The girls are healthy, attractive, erotic, natural and free, often holding fruit in their hands, and on their way to what seems like an eternal picnic. And while the hats, some composed out of fruit, suitcases and wide skirts, might give them a feeling of other- worldliness, they are thoroughly modern and contemporary as far as their freedom and lack of inhibitions are concerned.
The works are executed in a style that could be described as an idealised form of realism, with an earthy and rich aesthetic approach, bright colours dipped in the light of an intensely yellow sun which also accentuates the shadows in the background.
On the other hand, and in sharp contrasts, there are the depictions of Jesus, often in a more archaic, simpler and crude style reminiscent of times as remote as the middle ages.

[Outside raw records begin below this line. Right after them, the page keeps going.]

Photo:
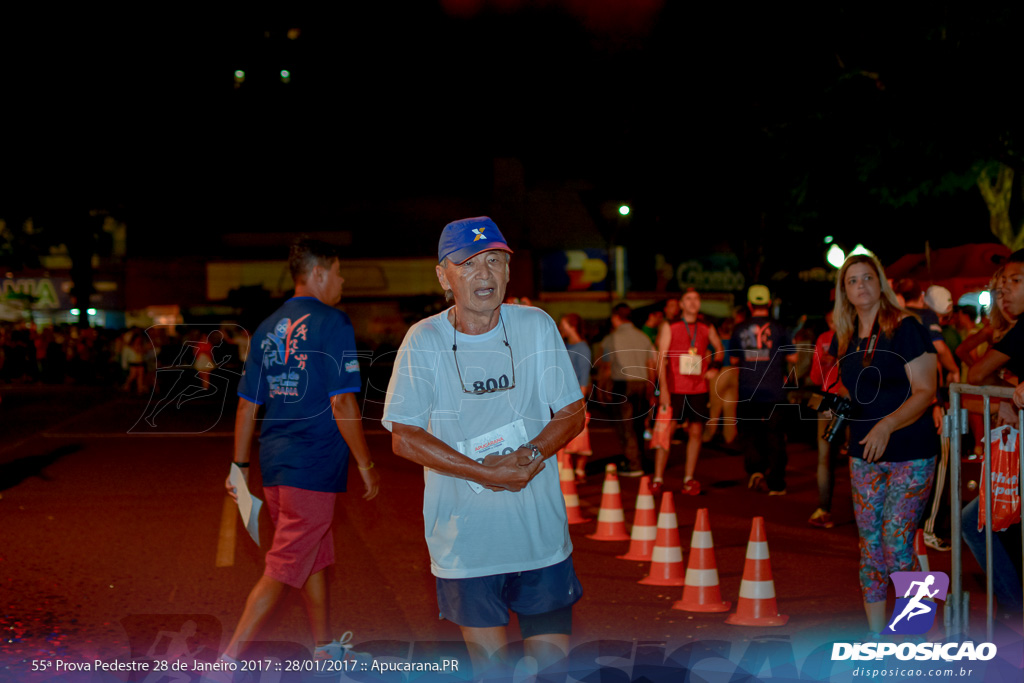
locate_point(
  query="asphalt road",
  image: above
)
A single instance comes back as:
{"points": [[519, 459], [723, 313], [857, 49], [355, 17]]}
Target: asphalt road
{"points": [[115, 530]]}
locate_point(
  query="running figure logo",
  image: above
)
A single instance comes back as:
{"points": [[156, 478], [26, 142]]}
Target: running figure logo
{"points": [[914, 612]]}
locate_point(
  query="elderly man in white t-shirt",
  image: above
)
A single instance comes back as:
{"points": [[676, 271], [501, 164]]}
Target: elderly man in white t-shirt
{"points": [[481, 395]]}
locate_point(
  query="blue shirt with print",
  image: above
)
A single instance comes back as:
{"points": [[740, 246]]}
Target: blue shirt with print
{"points": [[299, 357]]}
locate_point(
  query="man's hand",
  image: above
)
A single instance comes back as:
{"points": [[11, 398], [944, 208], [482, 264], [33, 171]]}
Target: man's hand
{"points": [[372, 481], [513, 471], [231, 491]]}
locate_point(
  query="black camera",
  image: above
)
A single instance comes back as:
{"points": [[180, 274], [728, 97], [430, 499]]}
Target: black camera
{"points": [[841, 408]]}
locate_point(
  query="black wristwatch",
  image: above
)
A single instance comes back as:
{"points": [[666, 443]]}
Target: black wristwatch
{"points": [[537, 452]]}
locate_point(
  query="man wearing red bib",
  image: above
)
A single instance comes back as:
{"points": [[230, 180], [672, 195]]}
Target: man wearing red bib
{"points": [[688, 349]]}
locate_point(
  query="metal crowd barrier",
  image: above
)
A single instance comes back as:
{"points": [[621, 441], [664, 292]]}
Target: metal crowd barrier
{"points": [[956, 612]]}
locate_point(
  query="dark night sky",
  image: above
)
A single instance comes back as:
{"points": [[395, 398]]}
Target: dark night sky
{"points": [[707, 118]]}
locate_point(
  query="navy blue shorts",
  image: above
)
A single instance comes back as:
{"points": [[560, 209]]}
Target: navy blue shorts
{"points": [[485, 601]]}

While the erotically-laden girls, surrounded by symbols of fertility, could be seen as representations of the songs of Solomon, they also remind of an earlier pre-historic fertility cult, characteristics of which have been projected in the Catholic and Orthodox churches on the person of the Mother of Jesus.
According to Carl Gustav Jung there are similarities between the cult of the Earth goddess, who is also a goddess of death, and Christianity in as far as the emphasis on the birth and death of Christ are concerned, making it possible to reconcile aspects from the older pagan fertility cult with the Christian doctrine.
The difference, however, is that, while the fertility cult is concerned with the ongoing cycles of life and death on Earth, by dying and going to heaven Christ transcended these earthly cycles.
And while eroticism and fertility are by no means irreconcilable with Christianity, the work depicting the beautiful girls on the one hand and Jesus Christ on the other are from a stylistic point of view clearly not integrated.
A stylistic integration of these two different styles might lead to interesting new developments in the work of this remarkable artist.